MicroCloud Hologram Inc. (NASDAQ:Â HOLO), (“HOLO” or the “Company”), a technology service provider, developed a quantum-driven 3D intelligent model, which is a 3D modeling and image processing system that deeply integrates quantum computing and artificial intelligence technologies. This model utilizes quantum deep learning technology to precisely analyze massive data, efficiently extracts core features, and automatically generates high-precision 3D models and images that meet user needs without excessive manual intervention.
The model adopts a quantum-optimized distributed architecture, assembled collaboratively from multiple functional subsystems. Each subsystem has clear functional positioning and responsibility division, providing users with high-quality 3D model and image generation services through collaborative operation. The core advantage of this architecture design lies in its ability to flexibly achieve expansion and upgrading of subsystems, leveraging the parallel processing capabilities of quantum computing to enhance the overall system’s stability and scalability, thereby meeting the diverse needs of enterprises of different scales and personalized users.
The core subsystems of the model include six major modules, all of which incorporate quantum technology to achieve performance upgrades: The quantum-enhanced data acquisition subsystem is responsible for collecting, organizing, and storing raw data from various data sources, while completing data cleaning through quantum data preprocessing technology. This subsystem supports multiple types and formats such as 3D modeling data and image data, using quantum computing to convert data into a unified format for storage and management, significantly improving the accuracy and stability of subsequent model training and image generation, while also taking into account data security and privacy protection under quantum encryption.

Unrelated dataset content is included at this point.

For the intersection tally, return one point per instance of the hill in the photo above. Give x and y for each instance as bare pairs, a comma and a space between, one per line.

The quantum-accelerated model training subsystem, as the core of the model, employs quantum deep learning algorithms to conduct in-depth analysis of the collected data, precisely extracting data features and adaptively optimizing model parameters to achieve high-precision recognition and prediction of sample data, while combining the advantages of quantum computing to balance the relationships between data volume, model structure, and training duration, completing model verification and performance evaluation. The quantum intelligent autonomous generation subsystem integrates complex quantum computer vision algorithms, 3D modeling technology, and quantum data stream processing technology, utilizing the trained mature model to quickly generate standard-compliant 3D models and images based on user needs and input parameters, while balancing efficient processing capabilities with a high-quality user interaction experience.
In addition, the quantum secure data management subsystem is responsible for coordinating the management of collected data, model parameters, generation results, and other information, covering functions such as quantum encrypted storage, backup, recovery, version control, and access control, possessing high availability, high scalability, and quantum-level security protection capabilities. The quantum-empowered data visualization subsystem presents the generated 3D models and images in an intuitive form through a graphical interface, leveraging quantum computing to enhance visualization rendering efficiency, helping users more conveniently understand and operate the model. The quantum-fortified system security subsystem adopts technical means such as quantum encrypted communication, quantum access control, and secure log quantum desensitization recording, providing all-round assurance for data security, privacy protection, and stable system operation, building a solid security defense line for the model.
Communication between subsystems is achieved through quantum encrypted interfaces, efficiently sharing data and resources. Each subsystem is deployed in an independent container, enabling independent deployment and upgrading, relying on a quantum distributed architecture to enhance the system’s concurrent processing capabilities and overall performance, while reducing the impact range of a single subsystem failure on the overall model.
Compared to traditional 3D autonomous generation systems, the model proposed by HOLO this time relies on quantum technology and has three core advantages: leveraging the fusion of quantum intelligent algorithms and distributed computing technology to efficiently process massive data; completing data training and analysis through quantum deep learning algorithms, which can precisely extract features to generate high-quality 3D models and images, meeting users’ diversified needs, achieving parameterized autonomous generation, reducing manual intervention and time costs, and improving work efficiency; relying on a quantum-optimized distributed architecture to achieve rapid, flexible, and stable system expansion, paired with multiple layers of quantum security technology, which can ensure the security and privacy protection of user data.